The cabinet just needed a light cleaning with a moist wipe to remove surface dirt.

A clerk eventually spotted me and rang up my purchase. As he was helping me load the the cabinet into the back of the car, he told me, “You have impeccable taste. I can’t believe someone didn’t buy this cabinet sooner.” I replied with a breezy, “It’s beautiful, isn’t it?” (Inside I was thinking: “Score!!”)

Once I got it home, my hummingbird cabinet didn’t need more than a gentle cleaning with a moist baby wipe. Otherwise, it’s chippy paint finish is perfect as it is, and looks quite at home in my shabby chic apartment as a storage cupboard for my art supplies.  A functional and beautiful treasure with an aged patina…a perfect combination.

A Tale of Two Hummingbirds

There is another hummingbird that figures into this story. Sure, painted furniture is a key component of shabby chic style, so sourcing one-of-a-kind painted furniture pieces like this falls within the parameters of a shabby chic treasure hunt. But…the real reason I fell in love with this cabinet was because it reminded me so much of my grandma. It was almost like she’d been shopping with me and noticed it at the exact moment that I did.

Hummingbird quilt

My heirloom hummingbird quilt.

Grandma loved hummingbirds. For as long as I can remember, she kept hummingbird feeders hanging outside her kitchen window and loved to to watch them fluttering about those feeders with their jet-speed wings.

Grandma received a lot of gifts over the years that carried the hummingbird motif. She even bought kleenex boxes that were decorated with hummingbirds. One of those kleenex boxes figures into this story, too.

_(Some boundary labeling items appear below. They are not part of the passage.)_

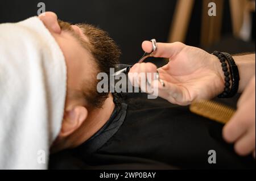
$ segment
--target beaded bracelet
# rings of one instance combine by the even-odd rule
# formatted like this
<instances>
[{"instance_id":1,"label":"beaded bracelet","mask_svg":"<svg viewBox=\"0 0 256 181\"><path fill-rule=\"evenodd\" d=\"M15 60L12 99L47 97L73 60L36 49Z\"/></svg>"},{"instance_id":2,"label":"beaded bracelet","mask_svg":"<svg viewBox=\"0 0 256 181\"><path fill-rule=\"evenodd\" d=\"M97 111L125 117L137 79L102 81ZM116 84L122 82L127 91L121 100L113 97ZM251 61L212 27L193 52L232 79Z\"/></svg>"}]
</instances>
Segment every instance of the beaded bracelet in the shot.
<instances>
[{"instance_id":1,"label":"beaded bracelet","mask_svg":"<svg viewBox=\"0 0 256 181\"><path fill-rule=\"evenodd\" d=\"M232 57L228 53L214 51L212 54L220 60L225 76L224 90L218 97L220 98L231 98L237 92L238 89L240 77L237 66ZM228 68L226 61L229 65L229 69ZM232 84L230 82L230 80Z\"/></svg>"}]
</instances>

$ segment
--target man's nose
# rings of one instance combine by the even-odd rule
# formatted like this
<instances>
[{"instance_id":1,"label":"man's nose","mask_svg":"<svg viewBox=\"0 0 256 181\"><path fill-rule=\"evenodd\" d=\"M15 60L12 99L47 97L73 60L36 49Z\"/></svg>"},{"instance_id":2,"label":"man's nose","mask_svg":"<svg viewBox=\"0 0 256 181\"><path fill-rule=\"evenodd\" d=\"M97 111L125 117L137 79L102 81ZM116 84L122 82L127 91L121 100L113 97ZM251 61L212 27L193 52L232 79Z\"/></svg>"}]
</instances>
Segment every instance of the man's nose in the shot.
<instances>
[{"instance_id":1,"label":"man's nose","mask_svg":"<svg viewBox=\"0 0 256 181\"><path fill-rule=\"evenodd\" d=\"M55 13L50 11L46 12L40 14L38 17L50 32L60 33L61 28L57 22L57 15Z\"/></svg>"}]
</instances>

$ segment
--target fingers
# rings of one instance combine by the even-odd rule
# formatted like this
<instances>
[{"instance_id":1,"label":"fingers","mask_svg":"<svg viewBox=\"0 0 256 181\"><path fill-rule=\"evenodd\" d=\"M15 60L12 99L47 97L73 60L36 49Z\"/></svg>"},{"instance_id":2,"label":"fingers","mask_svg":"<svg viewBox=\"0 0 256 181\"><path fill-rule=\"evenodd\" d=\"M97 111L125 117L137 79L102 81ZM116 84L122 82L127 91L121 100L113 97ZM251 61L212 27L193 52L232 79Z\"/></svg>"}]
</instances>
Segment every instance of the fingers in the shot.
<instances>
[{"instance_id":1,"label":"fingers","mask_svg":"<svg viewBox=\"0 0 256 181\"><path fill-rule=\"evenodd\" d=\"M139 86L141 90L150 94L147 85L158 89L158 95L174 104L187 105L187 103L177 100L182 100L181 88L170 81L167 81L164 74L160 73L160 78L164 81L163 86L158 78L155 77L157 68L152 63L141 63L135 64L130 70L128 77L134 86Z\"/></svg>"},{"instance_id":2,"label":"fingers","mask_svg":"<svg viewBox=\"0 0 256 181\"><path fill-rule=\"evenodd\" d=\"M50 31L60 33L61 30L57 22L57 15L55 13L50 11L46 12L44 14L40 15L38 18Z\"/></svg>"},{"instance_id":3,"label":"fingers","mask_svg":"<svg viewBox=\"0 0 256 181\"><path fill-rule=\"evenodd\" d=\"M144 41L142 43L142 49L147 53L150 53L152 50L152 43L150 41ZM157 49L155 57L163 57L172 58L177 55L185 45L180 42L175 42L173 43L156 43Z\"/></svg>"},{"instance_id":4,"label":"fingers","mask_svg":"<svg viewBox=\"0 0 256 181\"><path fill-rule=\"evenodd\" d=\"M255 149L255 129L251 128L235 144L236 152L240 155L246 155Z\"/></svg>"}]
</instances>

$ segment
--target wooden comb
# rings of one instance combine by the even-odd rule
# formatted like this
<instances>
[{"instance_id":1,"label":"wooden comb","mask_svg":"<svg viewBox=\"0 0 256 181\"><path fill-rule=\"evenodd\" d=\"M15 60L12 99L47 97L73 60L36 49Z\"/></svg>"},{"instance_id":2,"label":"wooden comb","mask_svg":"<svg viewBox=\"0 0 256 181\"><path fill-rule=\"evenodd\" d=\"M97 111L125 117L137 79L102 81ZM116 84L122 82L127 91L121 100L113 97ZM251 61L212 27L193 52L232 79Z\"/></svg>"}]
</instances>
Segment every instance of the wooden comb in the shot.
<instances>
[{"instance_id":1,"label":"wooden comb","mask_svg":"<svg viewBox=\"0 0 256 181\"><path fill-rule=\"evenodd\" d=\"M222 124L226 124L236 111L227 106L207 100L193 102L189 106L189 110L193 113Z\"/></svg>"}]
</instances>

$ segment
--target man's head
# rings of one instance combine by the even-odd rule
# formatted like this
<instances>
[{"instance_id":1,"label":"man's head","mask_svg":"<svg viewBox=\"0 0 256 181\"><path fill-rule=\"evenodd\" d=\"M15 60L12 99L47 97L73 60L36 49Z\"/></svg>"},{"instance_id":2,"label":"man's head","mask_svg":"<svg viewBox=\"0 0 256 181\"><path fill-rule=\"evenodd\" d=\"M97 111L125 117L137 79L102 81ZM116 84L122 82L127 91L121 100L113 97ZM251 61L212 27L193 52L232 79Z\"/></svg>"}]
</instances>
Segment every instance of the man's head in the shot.
<instances>
[{"instance_id":1,"label":"man's head","mask_svg":"<svg viewBox=\"0 0 256 181\"><path fill-rule=\"evenodd\" d=\"M85 24L71 25L47 12L39 16L60 46L67 68L67 92L61 140L75 132L90 112L100 109L109 96L98 93L96 79L100 72L109 74L118 63L120 51L105 31Z\"/></svg>"}]
</instances>

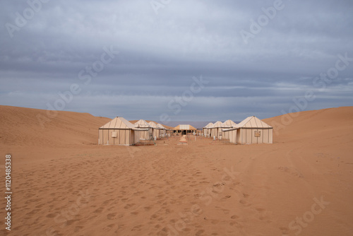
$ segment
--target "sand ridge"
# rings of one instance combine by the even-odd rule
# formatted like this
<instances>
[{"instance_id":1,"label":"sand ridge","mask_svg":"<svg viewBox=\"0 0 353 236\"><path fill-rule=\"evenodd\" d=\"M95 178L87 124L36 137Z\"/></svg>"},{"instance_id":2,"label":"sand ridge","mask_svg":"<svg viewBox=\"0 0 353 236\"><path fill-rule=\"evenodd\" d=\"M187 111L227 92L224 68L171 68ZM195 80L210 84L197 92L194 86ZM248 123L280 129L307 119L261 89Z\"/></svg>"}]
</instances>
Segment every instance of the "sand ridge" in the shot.
<instances>
[{"instance_id":1,"label":"sand ridge","mask_svg":"<svg viewBox=\"0 0 353 236\"><path fill-rule=\"evenodd\" d=\"M176 136L158 140L156 146L137 147L93 144L104 118L69 112L58 116L52 131L32 134L37 130L34 123L18 123L12 116L23 114L33 120L40 110L6 109L14 112L1 113L6 119L1 123L1 155L10 152L14 158L15 189L13 228L6 235L352 232L353 107L301 112L275 134L273 144L236 146L191 136L188 145L180 146ZM76 124L68 122L73 118ZM27 143L11 135L18 131L23 138L37 136L41 141ZM66 132L67 138L52 137L64 137ZM8 141L13 140L20 142ZM310 216L315 199L321 199L329 203L320 213L304 226L295 223L297 218ZM318 212L319 206L314 210Z\"/></svg>"}]
</instances>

My aunt once made a gorgeous watercolor quilt — a quilting style that looks more like an impressionist painting than a patterned quilt. This quilt was crafted with floral fabrics of purple, blue, pink and green, with a plain, cream-colored circle at the center of the design. After my aunt hung the quilt on the wall, grandma decided it needed something in the center. One day while my aunt was out, grandma cut out a hummingbird image from her kleenex box and pinned the little bird to the center of that quilt.

Cardboard hummingbirdDays later, my aunt noticed the little bird hovering at the center of her quilt and said, “Oh, look! Where did he come from?”
Grandma smiled and said, “He just needed to be there.”

Painted hummingbirdAfter grandma died two years ago at the ripe old age of 100, my aunt had to pack up the house and let it go. Knowing how much I love that quilt, she gifted it to me. After she’d washed it and was packing it up for me, I asked her if I could also have the little cardboard hummingbird that Grandma had pinned to its center.

“Of course,” she said, “they belong together.” And she tucked it into my suitcase with the quilt.